[7]. Ma part de l’héritage Mandela

 [7]. Ma part de l’héritage Mandela

Nelson Mandela a été une personnalité unique en son genre. De l’école d’où l’on nous demandait de soutenir la lutte contre l’apartheid jusqu’à sa mort, il est resté digne. Il a fait de l’Afrique du Sud une nation arc-en-ciel mobilisée autour de l’essentiel. Sa vie a été utile.

J’ai été profondément ému en apprenant la mort de Monsieur Nelson Mandela. C’est la deuxième fois que je passe les 2/3 de ma nuit devant la télé. La première a eu lieu lors de l’élection historique de Barack Obama aux États-Unis.

Monsieur Mandela pour ceux qui ne le connaissent pas encore fut un ancien président de la république sud africaine. J’ai respecté profondément cet homme et me suis longtemps refusé à toute familiarité à son égard. Je présente toutes mes condoléances à ceux/celles qui se sont sentis proches de lui.

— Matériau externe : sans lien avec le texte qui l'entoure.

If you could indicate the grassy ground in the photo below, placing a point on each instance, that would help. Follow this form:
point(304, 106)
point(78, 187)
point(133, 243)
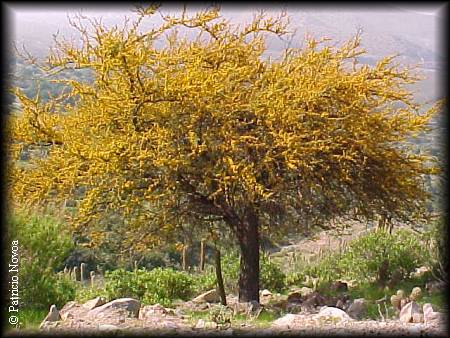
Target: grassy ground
point(263, 320)
point(29, 320)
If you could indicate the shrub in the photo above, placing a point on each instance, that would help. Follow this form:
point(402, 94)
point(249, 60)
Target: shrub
point(155, 286)
point(271, 276)
point(364, 256)
point(43, 242)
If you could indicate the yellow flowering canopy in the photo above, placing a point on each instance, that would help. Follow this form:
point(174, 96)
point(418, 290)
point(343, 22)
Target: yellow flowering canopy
point(175, 128)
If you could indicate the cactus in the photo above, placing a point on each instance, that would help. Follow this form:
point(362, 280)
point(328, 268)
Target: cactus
point(92, 275)
point(83, 272)
point(75, 273)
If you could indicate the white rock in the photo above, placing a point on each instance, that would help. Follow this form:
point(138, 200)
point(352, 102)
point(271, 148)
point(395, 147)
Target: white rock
point(211, 296)
point(357, 309)
point(334, 312)
point(411, 313)
point(200, 324)
point(93, 303)
point(129, 304)
point(430, 316)
point(149, 311)
point(52, 316)
point(107, 327)
point(266, 293)
point(287, 321)
point(305, 291)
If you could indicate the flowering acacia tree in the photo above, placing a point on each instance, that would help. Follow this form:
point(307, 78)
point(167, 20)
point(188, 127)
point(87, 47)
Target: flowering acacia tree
point(175, 130)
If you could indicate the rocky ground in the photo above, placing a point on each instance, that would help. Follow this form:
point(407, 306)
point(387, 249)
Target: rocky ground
point(310, 317)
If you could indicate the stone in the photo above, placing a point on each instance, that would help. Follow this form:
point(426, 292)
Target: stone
point(266, 293)
point(149, 311)
point(52, 316)
point(435, 286)
point(411, 313)
point(416, 293)
point(211, 296)
point(72, 310)
point(339, 286)
point(131, 305)
point(295, 297)
point(294, 307)
point(305, 291)
point(395, 301)
point(358, 308)
point(93, 303)
point(108, 327)
point(403, 302)
point(287, 321)
point(419, 272)
point(432, 317)
point(200, 324)
point(334, 312)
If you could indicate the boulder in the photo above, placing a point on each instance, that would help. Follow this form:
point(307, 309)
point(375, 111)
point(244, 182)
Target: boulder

Mon premier « contact » avec Monsieur Mandela remonte à mes années d’études élémentaires. J’ai encore en mémoire ce bout de carton, payé à 100 F CFA sur lequel était écrit « l’Apartheid est un crime contre l’humanité ». J’ignorais pour qui et pourquoi je devais contribuer mais ces mots avaient fait effet. Et les expressions étaient lourds pour mon esprit de l’époque : Apartheid! Crime contre l’humanité!

Je retenais de son visage la raie traversant ses touffus cheveux et c’est plus tard que j’ai d’autres informations. Elles faisaient état de son emprisonnement à Robben Islands, passant ses jours à casser de la pierre. J’ai ensuite compris qu’il se battait pour que les noirs aient accès à plus de droits et à la reconnaissance de plus de dignité.

De la prison au palais

Ce combat ne me semblait pas si particulier parce que de grands noms, Martin Luther King et Malcom X étaient engagés dans cette lutte. C’est finalement sa décision de rester en prison tant qu’il n’y aurait pas d’égalité entre les races qui a fait la différence. Il se battait pour une Afrique du Sud arc-en-ciel, un pays dans lequel les noirs et les blancs s’entendraient autour de l’essentiel.

L’autre trait caractéristique relevait de son endurance avec un séjour carcéral de vingt sept années. Plus encore, ce sera sa capacité à transcender les contraintes mineures pour se concentrer sur l’essentiel. Il lui fallait par conséquent se hisser à la hauteur d’un peuple dont une partie a souffert et une autre peur des représailles. Mandela a su parler aux uns et aux autres malgré que son nom traditionnel ait été Kholi Chaha (fauteur de trouble).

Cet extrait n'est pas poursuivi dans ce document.